I'm actually the poster of the add on woodweb and I just posted one on Reader Classified here with a better picture of the wood grain.
Let me know in the other post if you have any questions about it.
Regards
Malicair
Swamp kauri is special, and a limited resource. Recycled kauri (from buildings) is also sometimes found on the New Zealand market.
Kauri (from whatever source) is an unusual, but not striking, timber. It's a bit like a mild, slightly softer, finer-grained, honey-coloured version of cherry, but with a subtle and beautiful quarter-sawn fleck that is unmistakable. Tasmanian huon pine is similar, I believe. It is sometimes available (when it appears on the market) in large dimensions, clear, straight-grained, with remarkably consistent grain and figure.
Kauri is a Southern Hemisphere softwood. It's softer than cherry, but harder than many of the commercial tropical so-called hardwoods. It grows very slowly (100s of years to a mature tree) and to enormous sizes - or at least it used to - almost all the really big specimens were logged during the early days of pioneer settlement. Almost every museum in New Zealand has faded sepia photographs of teams of oxen or horses pulling heroic pieces of kauri out of the bush - sometimes three of four metres across the butt, and straight as a die for the five or ten metre length of the wagon or sled.
Kauri is the timber that built early pioneering New Zealand, and that filled the distribution channels of this country's emerging timber industry, 150 years ago. It was used as masts and spars on sailing ships, as the perfect `manufacturing' timber for floor boards, furniture and joinery, and as the timber of choice of early colonial cabinetmakers. The hottest items in any auction of early New Zealand furniture will be kauri. It's the magic word.

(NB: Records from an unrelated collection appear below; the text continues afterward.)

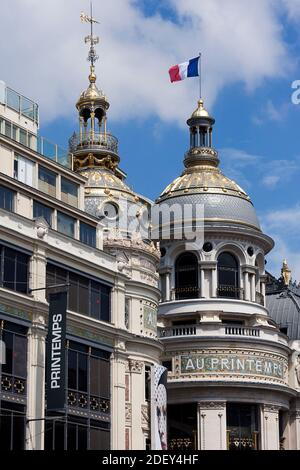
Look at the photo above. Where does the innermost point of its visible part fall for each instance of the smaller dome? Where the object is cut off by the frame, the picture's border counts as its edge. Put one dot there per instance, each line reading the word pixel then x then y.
pixel 92 94
pixel 104 179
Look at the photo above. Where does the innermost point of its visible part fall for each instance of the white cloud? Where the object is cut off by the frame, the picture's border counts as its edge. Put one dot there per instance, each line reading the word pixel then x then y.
pixel 44 55
pixel 284 227
pixel 271 181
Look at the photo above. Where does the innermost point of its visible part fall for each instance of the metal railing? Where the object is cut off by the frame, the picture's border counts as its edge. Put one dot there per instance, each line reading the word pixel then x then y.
pixel 92 139
pixel 204 330
pixel 19 103
pixel 241 331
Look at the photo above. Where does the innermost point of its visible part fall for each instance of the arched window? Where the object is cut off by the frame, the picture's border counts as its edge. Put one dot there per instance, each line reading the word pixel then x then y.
pixel 186 276
pixel 228 276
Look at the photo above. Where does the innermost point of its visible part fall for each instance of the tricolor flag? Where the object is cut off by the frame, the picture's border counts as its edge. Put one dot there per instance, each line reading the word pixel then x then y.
pixel 185 70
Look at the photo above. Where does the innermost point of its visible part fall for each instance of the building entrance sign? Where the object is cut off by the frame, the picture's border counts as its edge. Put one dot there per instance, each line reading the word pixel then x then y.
pixel 229 363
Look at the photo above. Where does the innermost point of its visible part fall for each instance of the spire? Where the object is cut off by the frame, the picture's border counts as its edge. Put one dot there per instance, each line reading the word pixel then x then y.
pixel 96 147
pixel 201 151
pixel 286 273
pixel 93 40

I recently bought a truck load of 140 year-old kauri floor-boards (I've mentioned this timber on a number of other recent posts to FWW forum discussions) and have spent the past few weekends sorting and grading and test-machining (and making a special, one-off project with) this timber. I have to say, as a one-time sceptic, and advocate for walnut, oak and cherry, I'm falling in love with kauri!